Setiap karya dan performans tersebut menghadirkan dan menguatkan tema yang diusung oleh DKJ Fest 2023, baik dalam konteks kelindan maupun situasi kahar. Penampilan sejumlah penari dari berbagai wilayah di Indonesia mewakili semangat berkarya bersama–meskipun masih saja terjebak pada lingkaran akademik, pameran Delsy mewakili pertemuan antara seni rupa dan film serta merespons kerumpangan dan lubang-lubang pada narasi sejarah seni rupa dan perfilman Indonesia, sementara pemutaran film lawas membawa penonton masa kini mengenal dan menyelami dunia masa lalu yang dihadirkan melalui mata kamera.
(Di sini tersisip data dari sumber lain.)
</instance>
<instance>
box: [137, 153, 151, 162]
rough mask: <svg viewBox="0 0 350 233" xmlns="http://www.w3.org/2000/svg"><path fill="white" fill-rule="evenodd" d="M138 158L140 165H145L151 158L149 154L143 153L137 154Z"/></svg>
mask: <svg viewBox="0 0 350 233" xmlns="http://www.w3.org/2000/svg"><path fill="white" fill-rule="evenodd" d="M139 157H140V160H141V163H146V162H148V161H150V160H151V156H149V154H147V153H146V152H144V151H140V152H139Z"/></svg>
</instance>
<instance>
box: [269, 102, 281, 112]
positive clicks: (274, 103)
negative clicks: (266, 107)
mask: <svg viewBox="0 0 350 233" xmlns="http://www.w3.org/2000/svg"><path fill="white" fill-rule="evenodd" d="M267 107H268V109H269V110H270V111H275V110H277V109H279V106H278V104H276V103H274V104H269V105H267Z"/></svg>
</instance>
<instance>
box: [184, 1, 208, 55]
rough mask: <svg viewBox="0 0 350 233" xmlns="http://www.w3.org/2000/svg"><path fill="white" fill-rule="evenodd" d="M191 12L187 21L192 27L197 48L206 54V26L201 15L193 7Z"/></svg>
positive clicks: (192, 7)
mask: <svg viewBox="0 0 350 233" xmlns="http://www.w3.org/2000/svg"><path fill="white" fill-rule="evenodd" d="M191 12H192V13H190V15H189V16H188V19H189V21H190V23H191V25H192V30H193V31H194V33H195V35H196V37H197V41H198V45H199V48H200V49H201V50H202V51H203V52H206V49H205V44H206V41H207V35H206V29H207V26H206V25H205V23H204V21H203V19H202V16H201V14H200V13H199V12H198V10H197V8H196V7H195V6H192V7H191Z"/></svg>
Pertanyaannya kemudian, sejauh mana pernyataan artistik tersebut meretas kahar yang berkaitan dengan tata kelola ekosistem seni? Mengapa tidak ada, atau paling tidak kurang sekali, upaya untuk menghadirkan sikap yang lebih gamblang–tidak lagi berkutat pada yang bersifat simbolik dan menuntut publik untuk meniti anak tangga pemaknaan? Sebut saja misalnya seperti mengadakan seminar tentang manajemen dan tata kelola seni atau forum diskusi yang melahirkan rencana aksi nyata untuk mengatasi permasalahan-permasalahan yang ada.

Situasi yang kahar belum tentu suatu kondisi yang sukar, dan begitu pun sebaliknya. Namun, keduanya menuntut pendekatan yang strategis dalam membaca, memaknai, menemukan akarnya, dan mencari penyelesaiannya. Catatan kecil ini tidak menjanjikan semua hal tersebut, tetapi barangkali bisa menyadarkan bahwa untuk mengatasi atau meretas yang kahar, perlu untuk tidak lagi menghadirkan sesuatu yang sukar dipahami.